7) Por despacho proferido a 26 de janeiro de 2022, o Ministério Público deduziu acusação contra os arguidos, imputando-lhes a prática, em co-autoria material e em concurso efetivo, de um crime de tráfico de estupefacientes agravado, p. e p. pelos artigos 21.º, n.º 1 e 24.º, alínea c), ambos do Decreto-Lei n.º 15/93, de 22 de janeiro, na redação dada pela Lei n.º 58/2020, de 31/08 por referência à tabela I-C anexa ao mesmo diploma legal; e de um crime de detenção de arma proibida, p. e p. pelos artigos 2.º, n.º 1, alíneas m) e av), 3.º, n.ºs 1 e 2, alínea e) e 86.º, n.º 1, alínea d), todos da Lei n.º 5/2006, de 23 de fevereiro, na redação dada pela Lei n.º 50/2019, de 24 de julho.

8) O Ministério Público, ao abrigo do disposto no artigo 213.º, n.º 1, alínea b), do Código de Processo Penal, promoveu que os arguidos continuassem a aguardar os ulteriores trâmites do processo sujeitos à medida de coação de prisão preventiva, para além do T.I.R. já prestado.

9) Por despacho proferido a 26 de janeiro de 2022, o Tribunal decidiu que deveriam os arguidos continuar a aguardar os ulteriores termos do processo sujeitos, para além da medida de coação de termo de identidade e residência, à medida de coação de prisão preventiva.

10) Nesse despacho, conforme expressamente solicitado pelo Ministério Público no despacho de acusação, foi ordenado a remessa dos autos aos serviços do Ministério Público a fim de ser dado cumprimento ao despacho de acusação.

11) Foram expedidas as notificações aos arguidos e aos Ilustres Defensores dos arguidos, do despacho de acusação, em 31 de janeiro de 2022.

*

Tomada de Posição pelo Tribunal de 1.ª Instância:

Face à factualidade supra enunciada, considero que in casu não se verifica que o arguido se encontre em situação de prisão ilegal, por não se encontrarem preenchidos quaisquer dos pressupostos enunciados nas alíneas a) a c), do n.º 2, do artigo 222.º do Código de Processo Penal, acompanhando aqui a promoção do Ministério Público antecedente.

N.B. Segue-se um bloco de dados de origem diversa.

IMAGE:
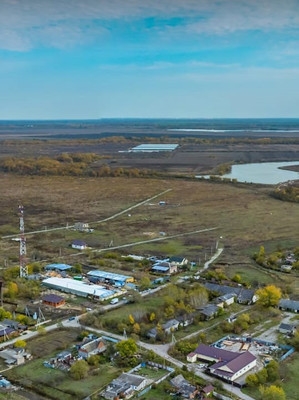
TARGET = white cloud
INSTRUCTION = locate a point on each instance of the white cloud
(60, 23)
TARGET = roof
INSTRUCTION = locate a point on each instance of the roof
(109, 275)
(176, 259)
(290, 304)
(209, 310)
(78, 242)
(160, 268)
(155, 147)
(52, 298)
(170, 323)
(79, 287)
(60, 267)
(227, 362)
(287, 327)
(241, 293)
(134, 380)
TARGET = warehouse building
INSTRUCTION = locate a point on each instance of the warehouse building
(154, 147)
(109, 278)
(58, 267)
(79, 288)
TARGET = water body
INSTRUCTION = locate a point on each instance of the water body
(264, 173)
(98, 128)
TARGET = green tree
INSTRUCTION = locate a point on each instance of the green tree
(79, 370)
(126, 348)
(252, 380)
(268, 296)
(273, 371)
(272, 393)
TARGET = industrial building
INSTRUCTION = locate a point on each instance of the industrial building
(58, 267)
(154, 147)
(109, 278)
(79, 288)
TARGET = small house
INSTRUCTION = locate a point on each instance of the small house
(287, 329)
(178, 261)
(93, 347)
(79, 244)
(53, 300)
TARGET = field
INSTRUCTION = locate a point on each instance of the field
(244, 216)
(53, 383)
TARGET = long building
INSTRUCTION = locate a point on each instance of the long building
(109, 278)
(79, 288)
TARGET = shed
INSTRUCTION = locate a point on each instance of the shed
(53, 300)
(79, 244)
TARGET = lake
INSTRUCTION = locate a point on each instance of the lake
(265, 173)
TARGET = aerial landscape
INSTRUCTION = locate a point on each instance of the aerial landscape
(149, 175)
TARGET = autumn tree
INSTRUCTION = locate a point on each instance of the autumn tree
(272, 393)
(79, 370)
(126, 348)
(268, 296)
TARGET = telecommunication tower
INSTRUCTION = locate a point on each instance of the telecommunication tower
(23, 266)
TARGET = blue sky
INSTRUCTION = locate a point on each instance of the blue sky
(65, 59)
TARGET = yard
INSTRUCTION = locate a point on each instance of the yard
(54, 383)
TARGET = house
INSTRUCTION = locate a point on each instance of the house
(92, 347)
(209, 311)
(286, 268)
(289, 305)
(183, 387)
(207, 390)
(242, 295)
(227, 365)
(225, 300)
(16, 356)
(168, 327)
(53, 300)
(124, 386)
(82, 227)
(287, 329)
(79, 244)
(17, 326)
(178, 261)
(165, 268)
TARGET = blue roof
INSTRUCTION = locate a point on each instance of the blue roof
(109, 275)
(160, 268)
(60, 267)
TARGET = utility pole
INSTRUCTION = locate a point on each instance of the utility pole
(23, 266)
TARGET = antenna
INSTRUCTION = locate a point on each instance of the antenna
(23, 266)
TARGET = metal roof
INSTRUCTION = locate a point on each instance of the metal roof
(155, 147)
(78, 287)
(109, 275)
(60, 267)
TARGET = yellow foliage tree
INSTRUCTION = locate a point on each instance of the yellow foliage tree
(268, 296)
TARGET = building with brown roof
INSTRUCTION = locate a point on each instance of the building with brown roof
(224, 364)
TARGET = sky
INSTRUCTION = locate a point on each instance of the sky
(91, 59)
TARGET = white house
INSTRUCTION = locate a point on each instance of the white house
(79, 244)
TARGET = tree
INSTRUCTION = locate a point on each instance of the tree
(272, 393)
(79, 370)
(252, 380)
(273, 371)
(126, 348)
(268, 296)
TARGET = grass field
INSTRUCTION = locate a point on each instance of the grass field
(54, 383)
(245, 216)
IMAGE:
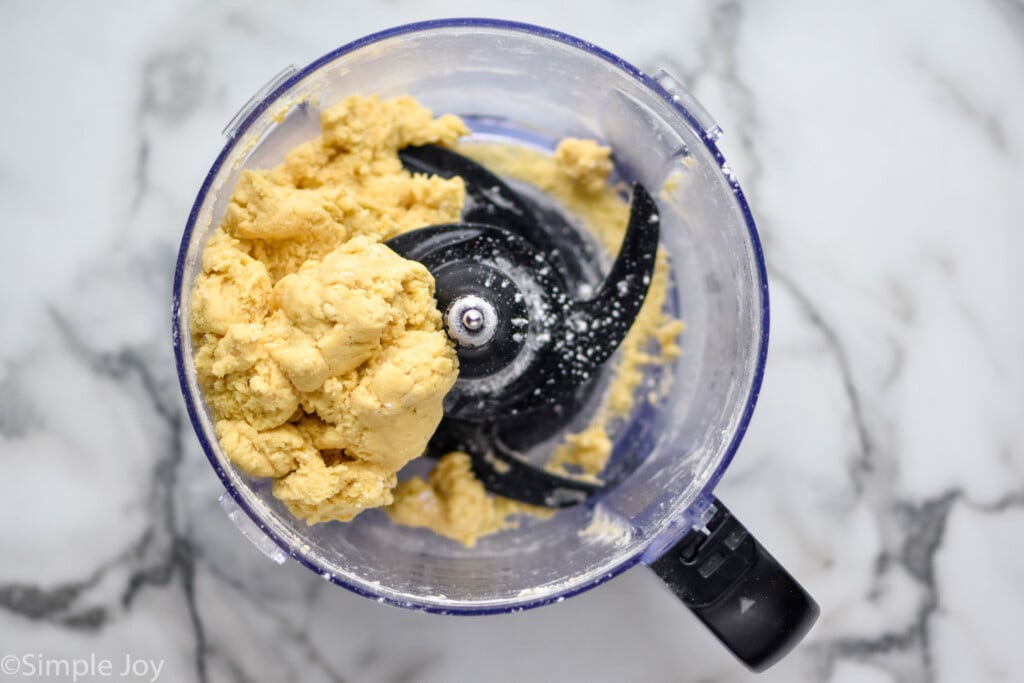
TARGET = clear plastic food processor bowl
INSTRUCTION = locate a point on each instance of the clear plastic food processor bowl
(534, 85)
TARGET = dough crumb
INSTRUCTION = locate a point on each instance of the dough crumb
(453, 503)
(321, 352)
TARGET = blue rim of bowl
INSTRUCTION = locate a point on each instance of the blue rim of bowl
(434, 25)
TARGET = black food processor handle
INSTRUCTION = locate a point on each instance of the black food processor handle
(738, 590)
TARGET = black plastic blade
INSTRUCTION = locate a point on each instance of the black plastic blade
(503, 471)
(491, 201)
(590, 332)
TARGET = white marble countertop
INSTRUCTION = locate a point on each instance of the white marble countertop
(883, 153)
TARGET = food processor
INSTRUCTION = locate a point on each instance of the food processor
(523, 388)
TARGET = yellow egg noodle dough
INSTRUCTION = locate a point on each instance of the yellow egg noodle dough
(322, 353)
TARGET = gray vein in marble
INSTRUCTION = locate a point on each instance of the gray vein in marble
(295, 635)
(906, 653)
(173, 84)
(162, 553)
(863, 463)
(17, 417)
(718, 58)
(986, 122)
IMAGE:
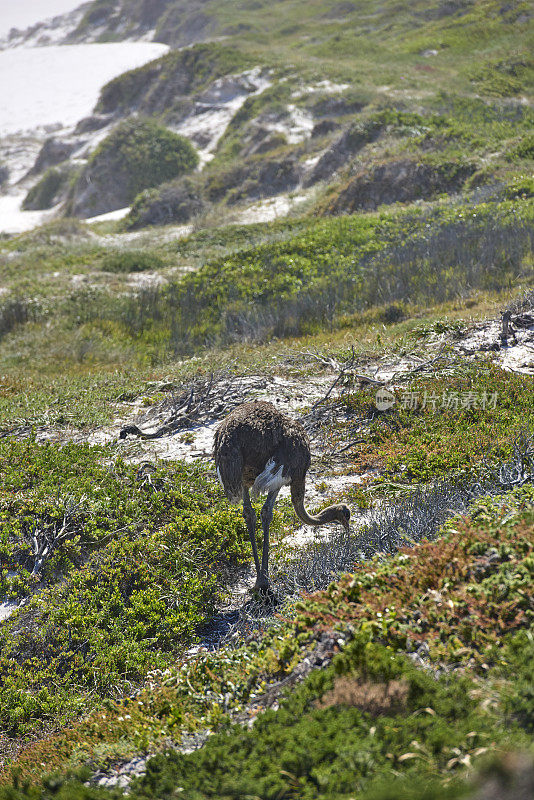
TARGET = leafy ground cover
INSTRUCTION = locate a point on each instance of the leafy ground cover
(441, 425)
(461, 601)
(306, 277)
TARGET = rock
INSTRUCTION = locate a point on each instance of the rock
(398, 181)
(93, 123)
(137, 155)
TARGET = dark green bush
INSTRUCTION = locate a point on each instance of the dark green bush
(145, 153)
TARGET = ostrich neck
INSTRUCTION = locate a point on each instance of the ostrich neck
(297, 497)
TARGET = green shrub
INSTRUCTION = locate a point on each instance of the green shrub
(45, 193)
(134, 575)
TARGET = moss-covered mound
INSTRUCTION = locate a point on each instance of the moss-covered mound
(137, 155)
(175, 201)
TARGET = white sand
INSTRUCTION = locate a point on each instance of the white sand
(47, 85)
(22, 13)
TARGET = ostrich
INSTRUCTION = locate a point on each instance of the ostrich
(259, 449)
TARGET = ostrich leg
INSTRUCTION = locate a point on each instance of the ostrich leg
(250, 519)
(266, 517)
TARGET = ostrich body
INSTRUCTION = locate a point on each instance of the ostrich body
(257, 451)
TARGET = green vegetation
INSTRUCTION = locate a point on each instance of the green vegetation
(419, 117)
(137, 154)
(47, 191)
(131, 261)
(136, 567)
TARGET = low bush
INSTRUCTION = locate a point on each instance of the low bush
(132, 569)
(131, 261)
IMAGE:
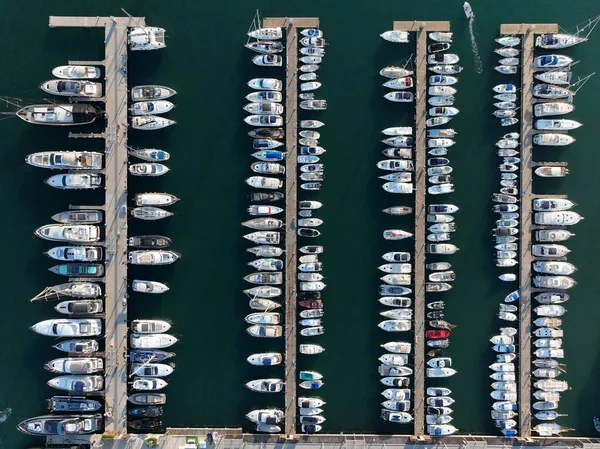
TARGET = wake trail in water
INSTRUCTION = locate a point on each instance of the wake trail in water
(477, 58)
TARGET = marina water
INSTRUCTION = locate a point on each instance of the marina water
(206, 63)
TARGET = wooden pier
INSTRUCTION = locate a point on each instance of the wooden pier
(527, 33)
(420, 28)
(290, 25)
(115, 64)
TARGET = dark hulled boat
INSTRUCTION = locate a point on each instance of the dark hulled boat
(149, 241)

A medida de coação de prisão preventiva foi sempre revista trimestralmente, nos termos do artigo 213.º n.º 1 alínea a) do Código de Processo Penal.

Foi deduzida acusação em 26 de janeiro de 2022 (dentro assim do prazo máximo de 06 meses previsto no artigo 215.º n.º 1 alínea a) e n.º 2, em conjugação com o artigo 1.º alínea m) do Código de Processo Penal), e foi proferido, na mesma data despacho de reexame, nos termos do artigo 213.º n.º 1 alínea b) do Código de Processo Penal, mantendo a decisão preventiva.

Os prazos máximos de prisão preventiva do artigo 215.º n.ºs 1 e 2 do Código de Processo Penal não se mostram esgotados, nem foram anteriormente esgotados, estando em causa criminalidade altamente organizada (artigo 1.º alínea m) do Código de Processo Penal).

Acolhe-se aqui a argumentação do acórdão do Supremo Tribunal de Justiça de 04-11-2021, processo n.º 77/21.5JALSB-C.S1, segundo o qual: «Para a verificação do cumprimento do prazo máximo de prisão preventiva, previsto no art. 215.º, do CPP, é relevante a data de prolação da acusação (ou do despacho de pronúncia, ou da condenação) de modo que não se faça recair sobre os serviços o ónus de cumprimento, pois cabe apenas ao Magistrado Judicial ou ao Ministério Público (consoante a fase processual em que se encontrem os autos) o cumprimento deste prazo» (disponível em www.dgsi.pt).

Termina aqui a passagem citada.